Home > 10 Years Later(11)

10 Years Later(11)
Author: J. Sterling

I slid the card into the door lock and watched as the little light turned green, allowing my entrance. As I opened the door and the room came into view, I let out a little sigh. Natural light flooded the pretty blue-and-white decor, and I immediately wished my own master bedroom in my condo looked like this.

Tossing my duffel bag on top of one of the two beds, I unzipped it and searched for my shower bag. Kristy would most likely arrive within the hour, and if I wanted any alone time in the bathroom at all, I needed to do it now, before she got here. Kristy was notorious for trapping me into serious conversations where she attempted to psychoanalyze me (no doubt this time it would be about Dalton) while I was in the shower. I think she did it because it was the only time I couldn’t escape or run away.

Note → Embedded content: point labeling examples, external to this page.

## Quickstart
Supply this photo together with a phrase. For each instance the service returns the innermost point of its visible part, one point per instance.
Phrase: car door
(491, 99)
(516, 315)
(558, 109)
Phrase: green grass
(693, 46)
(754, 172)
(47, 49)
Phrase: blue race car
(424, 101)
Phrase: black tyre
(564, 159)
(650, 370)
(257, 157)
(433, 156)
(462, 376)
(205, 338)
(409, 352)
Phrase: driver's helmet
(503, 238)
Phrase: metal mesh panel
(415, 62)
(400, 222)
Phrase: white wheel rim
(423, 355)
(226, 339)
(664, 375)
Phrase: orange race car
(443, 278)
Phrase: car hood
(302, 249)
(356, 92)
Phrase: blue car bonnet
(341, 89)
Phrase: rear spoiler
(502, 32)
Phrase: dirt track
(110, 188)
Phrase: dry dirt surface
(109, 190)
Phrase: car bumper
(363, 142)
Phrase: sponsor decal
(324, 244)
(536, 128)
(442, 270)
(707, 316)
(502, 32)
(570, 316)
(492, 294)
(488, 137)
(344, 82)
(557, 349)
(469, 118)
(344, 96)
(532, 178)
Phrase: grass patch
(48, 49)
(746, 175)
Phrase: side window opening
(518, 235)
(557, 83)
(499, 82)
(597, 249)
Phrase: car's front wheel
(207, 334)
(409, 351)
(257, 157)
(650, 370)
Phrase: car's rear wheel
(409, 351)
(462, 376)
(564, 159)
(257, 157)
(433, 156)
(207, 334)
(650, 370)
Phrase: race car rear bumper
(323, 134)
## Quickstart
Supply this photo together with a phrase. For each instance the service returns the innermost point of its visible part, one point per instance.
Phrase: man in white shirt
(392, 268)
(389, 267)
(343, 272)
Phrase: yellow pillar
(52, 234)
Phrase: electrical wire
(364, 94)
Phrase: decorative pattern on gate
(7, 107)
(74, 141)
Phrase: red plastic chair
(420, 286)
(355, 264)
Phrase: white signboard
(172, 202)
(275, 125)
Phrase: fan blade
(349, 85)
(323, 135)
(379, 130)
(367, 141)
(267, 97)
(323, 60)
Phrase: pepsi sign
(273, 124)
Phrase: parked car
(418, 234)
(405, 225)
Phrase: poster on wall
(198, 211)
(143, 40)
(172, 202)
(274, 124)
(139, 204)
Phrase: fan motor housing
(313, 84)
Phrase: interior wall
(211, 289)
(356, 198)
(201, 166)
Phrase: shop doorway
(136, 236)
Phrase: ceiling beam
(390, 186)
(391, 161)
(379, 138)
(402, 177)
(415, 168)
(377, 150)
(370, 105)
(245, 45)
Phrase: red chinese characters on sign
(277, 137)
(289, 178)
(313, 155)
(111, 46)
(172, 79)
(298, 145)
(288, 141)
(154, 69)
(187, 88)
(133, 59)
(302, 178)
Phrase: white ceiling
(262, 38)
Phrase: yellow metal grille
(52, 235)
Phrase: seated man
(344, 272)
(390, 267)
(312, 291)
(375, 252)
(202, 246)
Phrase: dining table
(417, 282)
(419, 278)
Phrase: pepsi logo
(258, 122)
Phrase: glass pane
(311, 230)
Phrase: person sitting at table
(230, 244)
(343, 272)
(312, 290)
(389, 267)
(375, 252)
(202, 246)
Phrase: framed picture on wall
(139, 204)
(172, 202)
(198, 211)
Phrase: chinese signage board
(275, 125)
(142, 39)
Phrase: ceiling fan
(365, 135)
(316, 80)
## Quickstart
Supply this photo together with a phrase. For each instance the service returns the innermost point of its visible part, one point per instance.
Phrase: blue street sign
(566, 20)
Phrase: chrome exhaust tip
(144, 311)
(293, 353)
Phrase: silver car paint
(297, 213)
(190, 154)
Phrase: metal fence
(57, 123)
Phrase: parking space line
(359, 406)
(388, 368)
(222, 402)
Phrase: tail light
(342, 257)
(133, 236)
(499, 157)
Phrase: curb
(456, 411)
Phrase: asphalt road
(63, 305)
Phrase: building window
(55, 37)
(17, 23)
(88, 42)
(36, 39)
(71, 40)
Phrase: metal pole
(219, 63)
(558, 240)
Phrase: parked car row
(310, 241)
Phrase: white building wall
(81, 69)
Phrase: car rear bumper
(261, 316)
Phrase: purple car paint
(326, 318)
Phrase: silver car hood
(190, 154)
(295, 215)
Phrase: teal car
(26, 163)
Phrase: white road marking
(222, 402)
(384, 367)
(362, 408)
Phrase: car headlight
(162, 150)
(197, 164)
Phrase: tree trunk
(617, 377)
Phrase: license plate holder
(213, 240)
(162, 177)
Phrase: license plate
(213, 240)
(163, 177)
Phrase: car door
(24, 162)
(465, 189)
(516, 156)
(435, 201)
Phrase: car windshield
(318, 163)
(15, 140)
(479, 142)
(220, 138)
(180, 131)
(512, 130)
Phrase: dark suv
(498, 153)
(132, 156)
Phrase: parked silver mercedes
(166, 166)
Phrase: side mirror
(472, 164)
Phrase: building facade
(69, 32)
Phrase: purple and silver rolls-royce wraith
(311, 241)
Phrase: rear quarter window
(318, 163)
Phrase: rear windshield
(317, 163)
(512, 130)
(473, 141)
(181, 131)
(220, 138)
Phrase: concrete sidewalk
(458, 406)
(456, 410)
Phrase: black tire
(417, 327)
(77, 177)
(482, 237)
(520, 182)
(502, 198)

During high school, Dalton had been the very definition of charismatic, the kind of guy who captivated a room whenever he walked into it. And it wasn’t because he was the best-looking guy at school. That award definitely went to David Lampson, hands down. And from what I could tell from David’s Facebook profile, he was even better looking in his late twenties than he was as a teenager. Go, David.

Dalton, however, had something about him that entranced both genders, and it had absolutely nothing to do with looks. Guys thought he was smart and cool, and girls were captivated by his charm. Myself included.

Obviously.

He wasn’t mean-spirited or cruel, and that was part of what made it so hard for me to hate him after everything we went through together. After everything I willingly gave him.

I’d tried to put my senior year with Dalton behind me, but a girl couldn’t go through something like that and come out unscathed. Every experience I’d ever had with a guy had changed me in some way. Whether it was a single idea, or an altered view, I was never quite the same girl after as I had been before. I firmly believed that wasn’t a bad thing, either. The only way we could truly know what we wanted in a partner was to figure out the things we didn’t want. Process of elimination, I supposed, but you risked losing pieces of your heart along the way.

No one ever said love was easy. And if they did, they lied.

“I’m here, hooch!” Kristy’s voice filled the steamy air just as I stepped into the shower.

“I’m in the shower, and I swear to God, Kristy, don’t come in here. Let me shower in peace,” I pleaded from behind the shower curtain.

I felt the whoosh of cold air before I heard the door opening. “When have I ever let you shower in peace? I live to torture you.”

I groaned as I soaped myself up. “Why? You’re so weird. Why can I never shower alone when you’re around?”

“So, let’s talk about Dalton Thomas.”

See?

“What about him?” My insides tightened, and my throat suddenly felt like I’d swallowed a cup of ground glass.

“How are you feeling now that the big day is finally here? Are you freaking out? I’m freaking out for you.”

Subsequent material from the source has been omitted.